Dari fakta tersebut bisa dijadikan tolak ukur bahwa istilah "wong jowo" sebenarnya orang keturunan tiongkok yang sudah menetap dan turun temurun di jawa, sedangkan istilah "wong cino" baru muncul selama penjajahan belanda untuk melabeli pendatang baru dari tiongkok, jadi secara garis besar baik wong jowo maupun wong cino itu sama-sama keturunan tiongkok.

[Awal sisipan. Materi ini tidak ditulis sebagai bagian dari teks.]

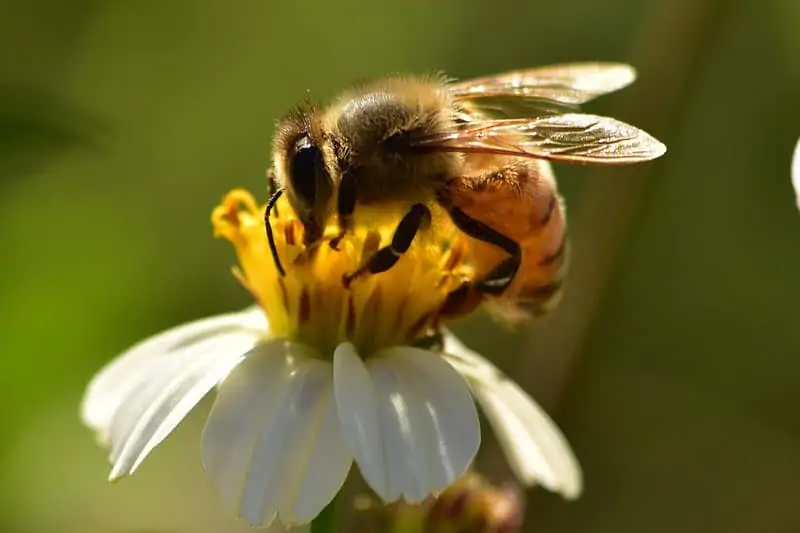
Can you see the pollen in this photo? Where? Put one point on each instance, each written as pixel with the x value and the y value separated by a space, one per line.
pixel 315 302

Lalu bagaimana sejarah dikotomi/pemisahan masyarakat keturunan tiongkok dijawa menjadi "wong jowo lan wong cino" terjadi?, berikut penjelasan sejarah dikotomi/pemisahan tersebut terjadi...

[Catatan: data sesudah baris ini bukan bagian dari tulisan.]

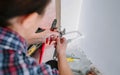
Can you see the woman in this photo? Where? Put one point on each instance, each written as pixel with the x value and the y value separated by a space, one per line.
pixel 19 20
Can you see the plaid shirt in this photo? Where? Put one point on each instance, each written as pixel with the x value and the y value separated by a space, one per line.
pixel 13 58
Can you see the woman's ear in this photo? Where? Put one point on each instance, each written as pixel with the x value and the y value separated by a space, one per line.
pixel 29 20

Devide Et Empera pada keturunan tiongkok "Wong Jowo Lan Wong Cino"
Geger pacinan pada tahun 1740 merupakan tragedi berdarah bagi Bangsa yang banyak memakan korban yang tercatat didalam sejarah sebanyak lebih dari 10.000 orang Tionghoa belum lagi korban dari pihak lain.
Upaya Belanda dalam memecah belah bangsa terus dilanjutkan yang kemudian tersebutlah atau tercetuslah "Dikotomi" antara "Cina" dengan "Jawa", antara "Pribumi" dengan Non-Pribumi".
Dari sinilah penyebutan penggunaan kata atau istilah "JAWA" atau "JAVA" yang keluar dari pihak Belanda untuk membedakan dengan orang "CINA" atau Tionghoa yang baru datang (sebagai imigran pada masa pemerintahan Belanda) dengan orang tiongkok yang sudah bergenerasi di jawa yang dilabeli dengan "JAWA".
Penggunaan istilah kata antara "JAWA" dengan "CINA" tanpa sadar telah digunakan pada masa Kesultanan Surakarta oleh Ronggowarsito (1845-1873) yang ditulis dalam karyanya dengan kalimat.. :
"Wong Jowo kari separo...
"Wong Cino kari sajodo...
"Londo ne Gela-gelo...
Tulisan narasi ini merupakan kiasan atas kejadian Geger Pacinaan, yang memakan banyak korban jiwa dari pihak Imigran baru dari Tionghoa dan juga bagi orang Jawa-nya sendiri, dengan pihak Belanda sebagai penontonnya.
Siasat memecah belah bangsa yang merupakan warisan strategi Belanda masih digunakan juga pada Masa Era Orde Baru yang awal kekuasaannya dibantu oleh pihak Amerika dengan agen-agen CIA yang berada di Indonesia.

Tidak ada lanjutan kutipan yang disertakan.